When the executive directors from the Republican and Democratic campaign committees get together, disagreement is expected. But what became increasingly clear when they - plus political advisors to the DNC and RNC - talked politics on Thursday is that they have extraordinarily different views of the political environment in the wake of the 2009 elections as they look ahead to 2010.

The executive directors all appeared at a panel put on by the University of Virginia’s Center for Politics and Politico. Each provided insights into their 2010 strategies and the Republicans, in particular, liked their chances. As an added bonus, there was no shortage of fireworks as things got testy pretty quickly.
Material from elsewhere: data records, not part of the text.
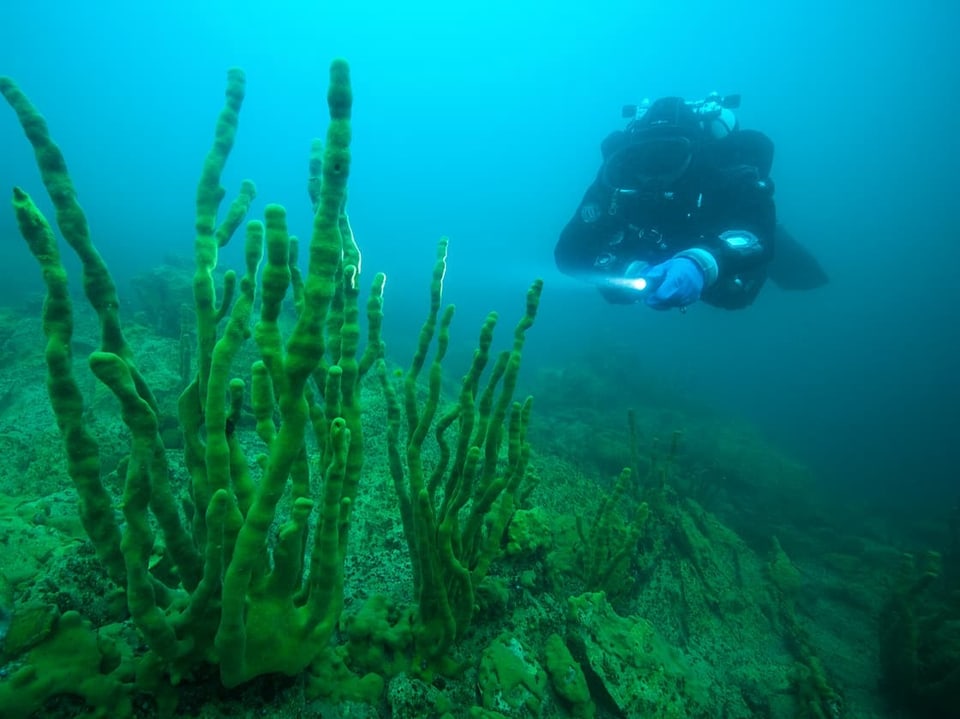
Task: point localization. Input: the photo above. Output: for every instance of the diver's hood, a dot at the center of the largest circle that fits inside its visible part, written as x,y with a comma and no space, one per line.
656,149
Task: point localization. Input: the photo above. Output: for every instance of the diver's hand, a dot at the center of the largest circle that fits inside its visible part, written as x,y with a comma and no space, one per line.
677,282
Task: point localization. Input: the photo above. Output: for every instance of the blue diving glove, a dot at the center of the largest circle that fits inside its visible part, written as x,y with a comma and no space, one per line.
677,282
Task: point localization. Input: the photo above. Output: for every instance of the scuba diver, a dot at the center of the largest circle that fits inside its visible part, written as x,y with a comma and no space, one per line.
682,209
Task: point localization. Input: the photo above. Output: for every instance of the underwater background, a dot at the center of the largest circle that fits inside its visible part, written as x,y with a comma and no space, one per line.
827,419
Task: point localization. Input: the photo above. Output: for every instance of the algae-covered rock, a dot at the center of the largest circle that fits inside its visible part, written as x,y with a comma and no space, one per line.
511,679
567,679
627,660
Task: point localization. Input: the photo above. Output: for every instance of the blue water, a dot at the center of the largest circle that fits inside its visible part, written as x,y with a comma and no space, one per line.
482,121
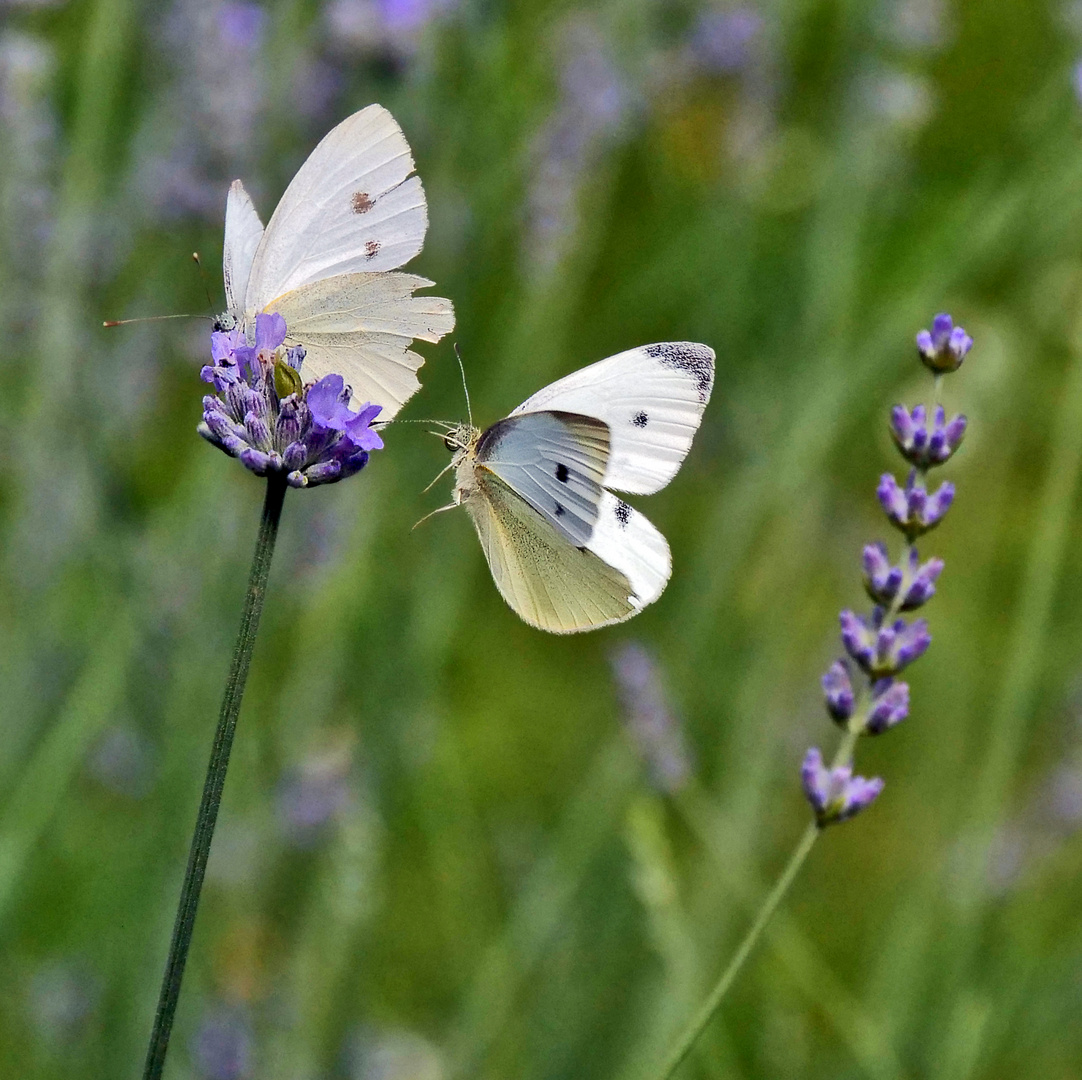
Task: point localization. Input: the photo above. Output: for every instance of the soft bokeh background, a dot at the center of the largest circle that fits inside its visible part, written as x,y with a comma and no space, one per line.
452,846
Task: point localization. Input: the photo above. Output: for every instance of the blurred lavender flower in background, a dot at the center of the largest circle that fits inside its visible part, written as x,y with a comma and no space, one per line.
122,762
315,794
654,728
593,105
222,1046
206,129
61,1000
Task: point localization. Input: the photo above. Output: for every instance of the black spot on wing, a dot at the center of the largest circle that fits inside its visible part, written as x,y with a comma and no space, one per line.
697,360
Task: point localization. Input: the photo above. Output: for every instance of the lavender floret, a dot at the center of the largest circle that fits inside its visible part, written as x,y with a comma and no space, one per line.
309,433
945,346
835,794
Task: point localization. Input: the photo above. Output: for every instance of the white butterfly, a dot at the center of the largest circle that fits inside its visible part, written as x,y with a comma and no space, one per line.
565,552
351,214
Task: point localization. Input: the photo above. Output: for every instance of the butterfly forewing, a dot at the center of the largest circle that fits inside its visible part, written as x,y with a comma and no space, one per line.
242,234
651,397
353,207
555,461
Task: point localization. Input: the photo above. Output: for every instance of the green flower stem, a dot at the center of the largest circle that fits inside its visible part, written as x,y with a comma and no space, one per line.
215,780
706,1014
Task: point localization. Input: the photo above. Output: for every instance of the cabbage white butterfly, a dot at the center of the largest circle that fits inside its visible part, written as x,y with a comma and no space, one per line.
352,214
565,552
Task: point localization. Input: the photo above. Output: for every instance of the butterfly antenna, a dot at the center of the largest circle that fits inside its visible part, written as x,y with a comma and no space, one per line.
432,485
464,387
153,318
202,277
438,510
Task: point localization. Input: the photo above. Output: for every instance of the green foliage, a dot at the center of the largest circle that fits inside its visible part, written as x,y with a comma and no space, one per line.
500,892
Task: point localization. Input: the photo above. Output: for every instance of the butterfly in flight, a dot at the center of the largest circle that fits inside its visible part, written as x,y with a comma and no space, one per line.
565,552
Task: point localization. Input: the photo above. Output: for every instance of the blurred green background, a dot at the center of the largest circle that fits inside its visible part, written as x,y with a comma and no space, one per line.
449,846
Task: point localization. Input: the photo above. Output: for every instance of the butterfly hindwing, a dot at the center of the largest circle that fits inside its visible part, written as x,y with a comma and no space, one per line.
555,461
549,582
360,326
651,397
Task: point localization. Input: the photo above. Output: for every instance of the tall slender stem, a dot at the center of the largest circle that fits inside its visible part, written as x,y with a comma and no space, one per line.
215,780
706,1014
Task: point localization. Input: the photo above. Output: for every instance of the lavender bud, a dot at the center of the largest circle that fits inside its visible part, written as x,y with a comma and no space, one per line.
889,706
835,794
944,347
921,445
838,690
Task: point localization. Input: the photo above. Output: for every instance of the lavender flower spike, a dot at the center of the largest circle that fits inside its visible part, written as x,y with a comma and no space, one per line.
838,690
944,347
922,445
882,580
911,509
889,706
264,416
835,794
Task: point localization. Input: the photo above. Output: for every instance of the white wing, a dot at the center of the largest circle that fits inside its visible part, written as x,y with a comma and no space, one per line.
353,207
360,326
555,461
242,234
651,397
550,582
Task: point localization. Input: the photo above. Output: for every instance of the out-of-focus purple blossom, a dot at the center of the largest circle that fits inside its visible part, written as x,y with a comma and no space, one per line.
882,580
726,41
889,706
835,794
222,1046
655,731
883,650
61,1000
924,445
838,690
122,763
912,509
265,417
945,346
313,795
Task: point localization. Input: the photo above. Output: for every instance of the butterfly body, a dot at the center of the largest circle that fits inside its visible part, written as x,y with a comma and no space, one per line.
566,553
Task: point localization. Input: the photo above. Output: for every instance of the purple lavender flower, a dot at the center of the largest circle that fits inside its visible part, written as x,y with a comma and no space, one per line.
883,650
725,41
264,416
944,347
882,580
835,794
222,1046
921,446
911,509
655,731
838,690
889,706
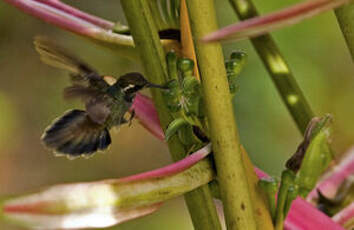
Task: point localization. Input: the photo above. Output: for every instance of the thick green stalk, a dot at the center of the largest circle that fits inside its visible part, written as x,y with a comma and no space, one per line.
278,69
231,172
144,32
345,17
Larry Roberts, a senior advisor at the DNC, provided one of the most interesting big picture insights. He said that from a Democratic perspective, weathering 2010 will boil down to running on President Obama’s accomplishments. “The key for 2010 is to highlight the results that President Obama has achieved,” he said. So at this point, the DNC is focused on getting important results on energy, healthcare and economic legislation.
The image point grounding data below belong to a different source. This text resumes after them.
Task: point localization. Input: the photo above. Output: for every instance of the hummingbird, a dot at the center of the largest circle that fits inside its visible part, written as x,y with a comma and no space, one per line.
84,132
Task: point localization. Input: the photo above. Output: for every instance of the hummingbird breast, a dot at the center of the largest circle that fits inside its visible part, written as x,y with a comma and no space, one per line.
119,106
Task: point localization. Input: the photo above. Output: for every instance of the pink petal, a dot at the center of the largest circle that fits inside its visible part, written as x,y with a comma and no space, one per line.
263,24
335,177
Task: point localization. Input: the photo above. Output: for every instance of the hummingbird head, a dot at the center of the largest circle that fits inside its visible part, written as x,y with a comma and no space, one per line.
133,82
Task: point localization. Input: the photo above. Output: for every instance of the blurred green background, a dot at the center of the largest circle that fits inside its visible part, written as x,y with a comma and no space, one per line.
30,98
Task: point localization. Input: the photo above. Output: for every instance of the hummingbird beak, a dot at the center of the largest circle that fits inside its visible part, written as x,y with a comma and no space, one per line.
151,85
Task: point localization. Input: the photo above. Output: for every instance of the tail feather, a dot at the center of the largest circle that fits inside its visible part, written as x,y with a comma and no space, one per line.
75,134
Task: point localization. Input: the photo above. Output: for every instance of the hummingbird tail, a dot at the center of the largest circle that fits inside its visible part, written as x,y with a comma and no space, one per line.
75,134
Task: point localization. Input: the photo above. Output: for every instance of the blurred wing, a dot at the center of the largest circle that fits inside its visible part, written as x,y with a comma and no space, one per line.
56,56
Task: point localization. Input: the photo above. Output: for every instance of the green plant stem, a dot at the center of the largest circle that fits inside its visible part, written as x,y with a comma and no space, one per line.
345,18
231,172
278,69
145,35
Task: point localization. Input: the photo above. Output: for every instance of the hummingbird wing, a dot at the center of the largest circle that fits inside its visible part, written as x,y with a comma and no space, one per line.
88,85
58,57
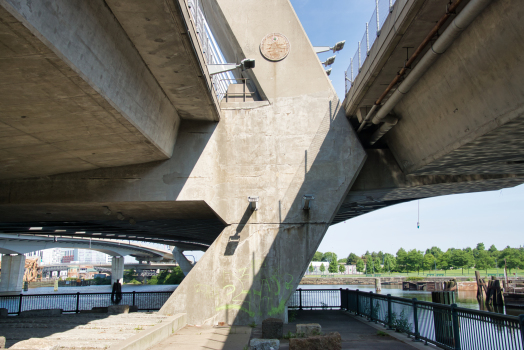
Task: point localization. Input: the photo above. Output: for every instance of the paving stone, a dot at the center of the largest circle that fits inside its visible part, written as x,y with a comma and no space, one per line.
272,328
332,341
264,344
309,329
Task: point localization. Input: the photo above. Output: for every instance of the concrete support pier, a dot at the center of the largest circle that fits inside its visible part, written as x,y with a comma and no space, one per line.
13,268
182,261
117,269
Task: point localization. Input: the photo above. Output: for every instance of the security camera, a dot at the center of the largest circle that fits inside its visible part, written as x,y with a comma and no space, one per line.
306,201
339,46
329,61
253,202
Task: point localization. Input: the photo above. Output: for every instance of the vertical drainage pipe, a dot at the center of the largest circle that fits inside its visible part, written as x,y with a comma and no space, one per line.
456,27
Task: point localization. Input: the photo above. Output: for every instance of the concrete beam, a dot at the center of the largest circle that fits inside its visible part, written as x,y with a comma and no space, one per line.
13,269
76,92
117,269
182,261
That strategy seemed welcome in the Republican camp, who were quick to point out the number of Obama’s victories. "That’s not going to take too much time," said Curt Anderson, a senior advisor at the RNC. Anderson said jobs are the key issue for 2010 and that the debate on healthcare and other issues are side shows.

Democratic Congressional Campaign Committee Executive Director Jon Vogel framed 2010 in more philosophical terms. “People are going to look at who is on their side,” he said. On jobs, healthcare and the economy, he went on, middle class families are picking Democrats. Rep. Bill Owens’ (D) win in the recent special election in upstate New York demonstrates that, Vogel added.

Republicans also took issue with the Democrats’ suggestion that they can package the president’s stimulus package as an accomplishment. “If the stimulus was a success,” said National Republican Congressional Committee Executive Director Guy Harrison, “I’d love to see what Democrats describe as a failure.”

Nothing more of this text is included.